Chris...I have had a few people ask me about a chat room.Are you thinking about adding one???


----------



## nodakoutdoors.com (Feb 27, 2002)

Currently under development....

If I can keep on the schedule we could see it as early as mid to late September.


----------



## CheapHunter (Sep 24, 2003)

Any progress Chris? Chat room sounds great! :beer:


----------



## nodakoutdoors.com (Feb 27, 2002)

hehe, ya it's been in test mode for awhile now, I haven't been able to give it enough attention for it's completion.

I'll give 'er a bump on the list.


----------



## Guest (May 19, 2004)

That'd be sweet, talk about a step above the rest!!!


----------



## SupportTheHuntingVictims (Oct 22, 2005)

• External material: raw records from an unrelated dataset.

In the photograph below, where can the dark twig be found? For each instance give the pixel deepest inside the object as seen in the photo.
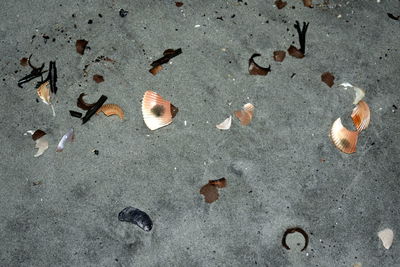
(302, 35)
(36, 72)
(93, 109)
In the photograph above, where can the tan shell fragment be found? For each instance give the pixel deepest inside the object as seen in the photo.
(386, 236)
(43, 92)
(246, 115)
(111, 109)
(361, 116)
(156, 111)
(344, 140)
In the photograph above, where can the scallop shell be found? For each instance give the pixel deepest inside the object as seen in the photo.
(156, 111)
(361, 116)
(344, 140)
(386, 236)
(111, 109)
(246, 115)
(43, 92)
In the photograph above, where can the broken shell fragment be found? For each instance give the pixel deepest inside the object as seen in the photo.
(69, 136)
(137, 217)
(359, 92)
(344, 140)
(361, 116)
(220, 183)
(226, 124)
(328, 78)
(156, 111)
(246, 115)
(386, 236)
(255, 69)
(43, 92)
(111, 109)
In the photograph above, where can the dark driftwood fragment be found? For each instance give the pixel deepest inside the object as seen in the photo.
(82, 104)
(93, 109)
(302, 35)
(168, 54)
(328, 78)
(23, 61)
(393, 17)
(136, 216)
(279, 56)
(280, 4)
(294, 52)
(291, 231)
(80, 46)
(75, 114)
(220, 183)
(35, 73)
(255, 69)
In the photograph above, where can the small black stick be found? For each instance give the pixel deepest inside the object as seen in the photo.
(93, 109)
(302, 35)
(166, 57)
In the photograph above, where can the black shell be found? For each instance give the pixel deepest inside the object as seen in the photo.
(136, 216)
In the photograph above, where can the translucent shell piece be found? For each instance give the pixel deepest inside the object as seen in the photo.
(246, 115)
(361, 116)
(157, 112)
(111, 109)
(344, 140)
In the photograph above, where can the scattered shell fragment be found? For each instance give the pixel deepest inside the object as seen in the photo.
(279, 56)
(82, 104)
(41, 143)
(246, 115)
(359, 92)
(111, 109)
(344, 140)
(294, 230)
(226, 124)
(386, 236)
(255, 69)
(156, 111)
(220, 183)
(44, 94)
(308, 3)
(328, 78)
(361, 116)
(69, 136)
(210, 193)
(98, 78)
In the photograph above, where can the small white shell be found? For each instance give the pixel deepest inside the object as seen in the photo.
(386, 236)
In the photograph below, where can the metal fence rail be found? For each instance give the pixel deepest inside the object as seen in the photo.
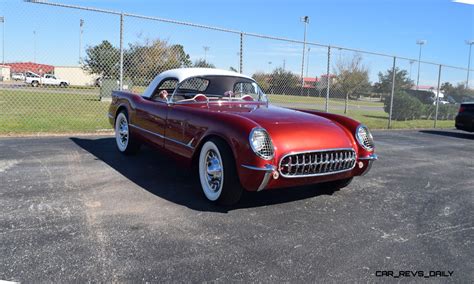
(377, 89)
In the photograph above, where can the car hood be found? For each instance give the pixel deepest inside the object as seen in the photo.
(292, 130)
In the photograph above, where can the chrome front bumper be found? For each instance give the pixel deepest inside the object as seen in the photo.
(269, 172)
(370, 160)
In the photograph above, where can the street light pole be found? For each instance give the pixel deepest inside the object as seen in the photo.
(206, 49)
(81, 24)
(307, 61)
(2, 20)
(305, 20)
(34, 46)
(470, 43)
(421, 43)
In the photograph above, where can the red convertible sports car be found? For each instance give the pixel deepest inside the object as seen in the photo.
(221, 124)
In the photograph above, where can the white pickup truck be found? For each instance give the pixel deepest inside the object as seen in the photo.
(35, 80)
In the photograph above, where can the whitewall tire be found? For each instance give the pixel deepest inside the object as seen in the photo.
(217, 173)
(123, 138)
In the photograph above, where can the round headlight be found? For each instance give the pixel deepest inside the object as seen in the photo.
(364, 137)
(261, 143)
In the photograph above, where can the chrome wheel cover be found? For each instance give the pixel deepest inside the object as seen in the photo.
(211, 171)
(121, 132)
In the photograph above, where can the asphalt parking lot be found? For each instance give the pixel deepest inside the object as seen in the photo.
(74, 209)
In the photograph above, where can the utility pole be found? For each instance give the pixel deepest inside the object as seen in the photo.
(307, 61)
(305, 20)
(34, 46)
(470, 43)
(206, 49)
(81, 24)
(421, 43)
(2, 20)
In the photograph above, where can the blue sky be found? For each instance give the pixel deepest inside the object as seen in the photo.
(386, 26)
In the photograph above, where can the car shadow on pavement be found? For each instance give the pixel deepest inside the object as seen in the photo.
(163, 177)
(463, 135)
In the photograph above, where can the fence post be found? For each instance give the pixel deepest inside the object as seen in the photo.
(392, 92)
(121, 53)
(240, 53)
(437, 96)
(327, 79)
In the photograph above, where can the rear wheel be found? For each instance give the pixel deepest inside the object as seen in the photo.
(218, 174)
(126, 144)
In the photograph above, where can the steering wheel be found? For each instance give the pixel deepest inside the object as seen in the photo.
(200, 98)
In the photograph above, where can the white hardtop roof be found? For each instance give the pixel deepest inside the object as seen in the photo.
(182, 74)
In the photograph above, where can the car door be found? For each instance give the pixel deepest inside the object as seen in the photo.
(47, 80)
(151, 113)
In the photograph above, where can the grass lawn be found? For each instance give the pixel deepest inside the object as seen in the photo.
(57, 112)
(33, 112)
(320, 101)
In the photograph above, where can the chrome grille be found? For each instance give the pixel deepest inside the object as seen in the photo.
(315, 163)
(367, 141)
(365, 138)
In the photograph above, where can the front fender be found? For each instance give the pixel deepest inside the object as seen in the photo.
(348, 123)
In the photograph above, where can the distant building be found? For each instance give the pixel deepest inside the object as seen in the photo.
(432, 90)
(75, 75)
(309, 82)
(315, 82)
(5, 73)
(23, 67)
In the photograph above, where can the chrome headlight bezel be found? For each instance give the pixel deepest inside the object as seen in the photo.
(368, 142)
(266, 151)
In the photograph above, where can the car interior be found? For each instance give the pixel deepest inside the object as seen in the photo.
(209, 88)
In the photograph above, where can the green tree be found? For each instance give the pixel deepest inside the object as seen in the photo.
(203, 64)
(384, 85)
(183, 59)
(405, 107)
(459, 93)
(102, 59)
(352, 78)
(144, 60)
(263, 80)
(284, 82)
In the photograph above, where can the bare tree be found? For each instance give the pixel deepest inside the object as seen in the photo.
(352, 77)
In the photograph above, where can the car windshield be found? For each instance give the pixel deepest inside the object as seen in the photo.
(218, 88)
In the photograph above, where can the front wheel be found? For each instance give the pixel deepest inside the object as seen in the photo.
(217, 173)
(126, 144)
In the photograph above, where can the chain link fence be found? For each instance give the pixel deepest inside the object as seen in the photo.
(64, 85)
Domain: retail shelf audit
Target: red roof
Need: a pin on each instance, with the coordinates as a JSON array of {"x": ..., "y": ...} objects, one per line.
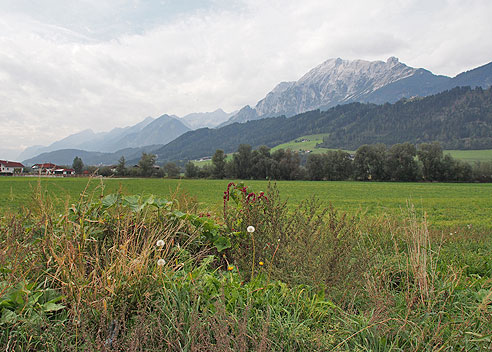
[
  {"x": 7, "y": 163},
  {"x": 45, "y": 166}
]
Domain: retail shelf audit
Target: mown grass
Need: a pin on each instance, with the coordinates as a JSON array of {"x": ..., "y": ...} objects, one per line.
[
  {"x": 311, "y": 142},
  {"x": 446, "y": 204}
]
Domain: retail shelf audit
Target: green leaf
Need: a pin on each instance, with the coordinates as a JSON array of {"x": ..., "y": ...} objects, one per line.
[
  {"x": 52, "y": 307},
  {"x": 8, "y": 317},
  {"x": 222, "y": 243},
  {"x": 109, "y": 200}
]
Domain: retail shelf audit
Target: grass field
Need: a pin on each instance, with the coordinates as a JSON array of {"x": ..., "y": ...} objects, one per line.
[
  {"x": 447, "y": 204},
  {"x": 470, "y": 156}
]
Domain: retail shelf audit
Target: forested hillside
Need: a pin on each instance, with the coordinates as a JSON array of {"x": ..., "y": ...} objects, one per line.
[{"x": 460, "y": 118}]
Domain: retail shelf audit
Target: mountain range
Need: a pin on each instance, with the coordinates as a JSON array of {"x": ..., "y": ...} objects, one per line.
[
  {"x": 150, "y": 131},
  {"x": 334, "y": 82},
  {"x": 338, "y": 81}
]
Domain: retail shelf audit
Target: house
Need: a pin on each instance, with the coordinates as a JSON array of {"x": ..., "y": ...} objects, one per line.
[
  {"x": 10, "y": 167},
  {"x": 45, "y": 168},
  {"x": 64, "y": 172}
]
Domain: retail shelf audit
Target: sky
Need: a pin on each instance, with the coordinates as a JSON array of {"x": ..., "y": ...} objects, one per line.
[{"x": 69, "y": 65}]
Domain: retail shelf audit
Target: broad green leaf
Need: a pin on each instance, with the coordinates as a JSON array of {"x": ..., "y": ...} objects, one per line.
[
  {"x": 222, "y": 243},
  {"x": 52, "y": 307},
  {"x": 109, "y": 200},
  {"x": 8, "y": 317}
]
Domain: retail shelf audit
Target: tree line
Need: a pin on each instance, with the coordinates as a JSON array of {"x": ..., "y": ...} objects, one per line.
[
  {"x": 376, "y": 162},
  {"x": 404, "y": 162}
]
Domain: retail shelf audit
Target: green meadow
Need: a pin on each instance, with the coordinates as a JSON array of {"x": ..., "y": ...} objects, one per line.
[
  {"x": 446, "y": 204},
  {"x": 311, "y": 141}
]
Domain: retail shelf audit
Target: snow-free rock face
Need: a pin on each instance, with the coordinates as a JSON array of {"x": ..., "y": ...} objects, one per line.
[{"x": 334, "y": 82}]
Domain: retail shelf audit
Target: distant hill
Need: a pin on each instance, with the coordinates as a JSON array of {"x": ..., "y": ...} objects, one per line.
[
  {"x": 88, "y": 140},
  {"x": 150, "y": 131},
  {"x": 338, "y": 81},
  {"x": 460, "y": 118},
  {"x": 206, "y": 119},
  {"x": 66, "y": 156}
]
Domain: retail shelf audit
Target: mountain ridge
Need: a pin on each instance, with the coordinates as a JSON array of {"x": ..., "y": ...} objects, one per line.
[{"x": 338, "y": 81}]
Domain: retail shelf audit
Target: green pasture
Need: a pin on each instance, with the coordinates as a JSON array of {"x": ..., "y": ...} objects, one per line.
[
  {"x": 471, "y": 156},
  {"x": 447, "y": 204},
  {"x": 311, "y": 141}
]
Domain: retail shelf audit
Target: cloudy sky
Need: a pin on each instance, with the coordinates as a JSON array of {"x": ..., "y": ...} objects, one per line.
[{"x": 69, "y": 65}]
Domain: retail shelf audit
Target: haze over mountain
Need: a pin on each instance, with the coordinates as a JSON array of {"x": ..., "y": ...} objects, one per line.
[
  {"x": 150, "y": 131},
  {"x": 66, "y": 156},
  {"x": 338, "y": 81},
  {"x": 206, "y": 119},
  {"x": 332, "y": 83},
  {"x": 460, "y": 118}
]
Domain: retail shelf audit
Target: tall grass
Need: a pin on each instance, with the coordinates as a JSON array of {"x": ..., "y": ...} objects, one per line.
[{"x": 88, "y": 278}]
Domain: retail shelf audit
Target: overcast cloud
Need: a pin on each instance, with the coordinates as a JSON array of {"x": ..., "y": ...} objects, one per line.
[{"x": 70, "y": 65}]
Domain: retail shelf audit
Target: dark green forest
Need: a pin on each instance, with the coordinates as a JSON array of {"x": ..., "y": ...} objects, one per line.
[{"x": 460, "y": 118}]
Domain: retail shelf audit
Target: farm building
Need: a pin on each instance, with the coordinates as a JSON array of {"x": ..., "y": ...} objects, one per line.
[
  {"x": 10, "y": 167},
  {"x": 45, "y": 168}
]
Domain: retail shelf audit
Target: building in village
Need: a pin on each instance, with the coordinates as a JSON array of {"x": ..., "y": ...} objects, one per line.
[{"x": 10, "y": 167}]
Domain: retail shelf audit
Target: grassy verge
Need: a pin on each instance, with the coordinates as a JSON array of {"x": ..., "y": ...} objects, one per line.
[{"x": 126, "y": 272}]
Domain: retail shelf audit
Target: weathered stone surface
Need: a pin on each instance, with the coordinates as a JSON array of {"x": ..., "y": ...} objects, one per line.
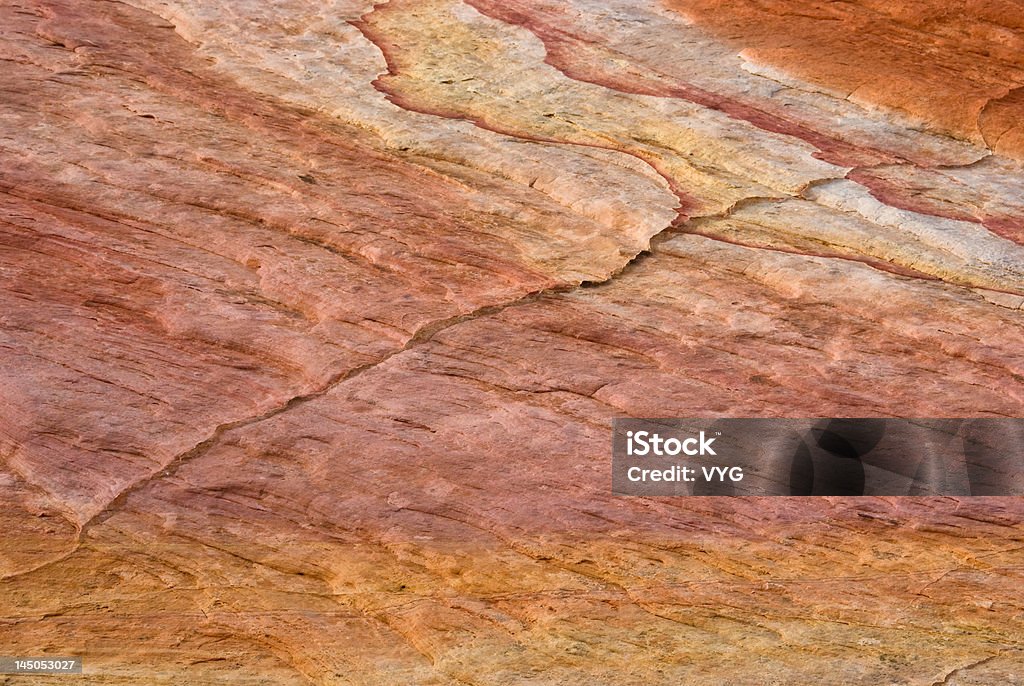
[{"x": 315, "y": 315}]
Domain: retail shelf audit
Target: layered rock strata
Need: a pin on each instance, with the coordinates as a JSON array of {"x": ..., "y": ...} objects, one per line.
[{"x": 315, "y": 315}]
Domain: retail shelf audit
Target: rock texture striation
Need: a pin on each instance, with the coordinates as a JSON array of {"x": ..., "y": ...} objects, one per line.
[{"x": 314, "y": 316}]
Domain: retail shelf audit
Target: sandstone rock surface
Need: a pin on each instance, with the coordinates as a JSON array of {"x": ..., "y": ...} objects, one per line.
[{"x": 314, "y": 316}]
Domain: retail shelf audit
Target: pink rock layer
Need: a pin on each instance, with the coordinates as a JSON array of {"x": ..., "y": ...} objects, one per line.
[{"x": 314, "y": 320}]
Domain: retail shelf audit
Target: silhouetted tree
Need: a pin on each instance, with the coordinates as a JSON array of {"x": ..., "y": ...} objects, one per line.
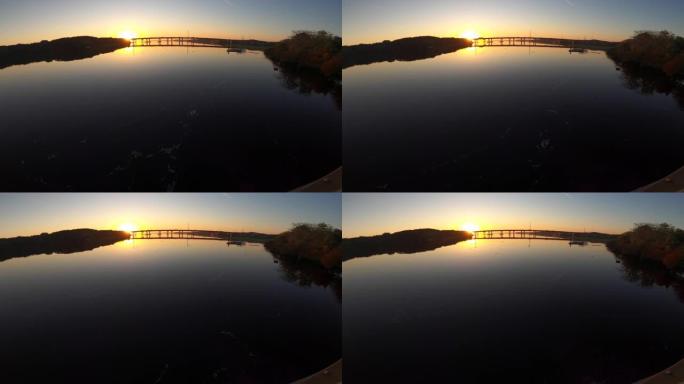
[{"x": 321, "y": 51}]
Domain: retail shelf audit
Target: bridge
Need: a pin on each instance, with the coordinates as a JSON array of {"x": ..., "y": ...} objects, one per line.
[
  {"x": 190, "y": 234},
  {"x": 208, "y": 42},
  {"x": 518, "y": 41},
  {"x": 539, "y": 234}
]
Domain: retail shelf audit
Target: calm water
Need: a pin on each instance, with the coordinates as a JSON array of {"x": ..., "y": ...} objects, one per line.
[
  {"x": 508, "y": 119},
  {"x": 158, "y": 119},
  {"x": 508, "y": 311},
  {"x": 163, "y": 311}
]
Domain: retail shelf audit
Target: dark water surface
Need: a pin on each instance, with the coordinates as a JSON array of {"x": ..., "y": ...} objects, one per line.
[
  {"x": 508, "y": 311},
  {"x": 158, "y": 119},
  {"x": 163, "y": 311},
  {"x": 508, "y": 119}
]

Yeah I think alot of people would like to use a chat rooom please keep that in mind. :lol:


----------



## sierra03 (Jan 27, 2005)

yea maybe we should do background checks before becoming a member....werent there just two indian girls from bismarck lured by internet to two adult males, and then they disapeared?? I was kidding about the background checks but ya STHV was right. But then again that can happen in any forum to any kid.


----------



## nodakoutdoors.com (Feb 27, 2002)

I'm still testing one but I have 2 concerns with releasing:

1) Security - There are a few things that can be "hacked" and this is a primary concern for me anytime I do anything.

2) Moderation - Forums can be moderated, but monitoring the chat would be a 24/7 activity and there's too much garbage that can take place with slandering, profanity, etc.

When I can get a handle on the 2 issues, it will be ready to roll out.

FYI


----------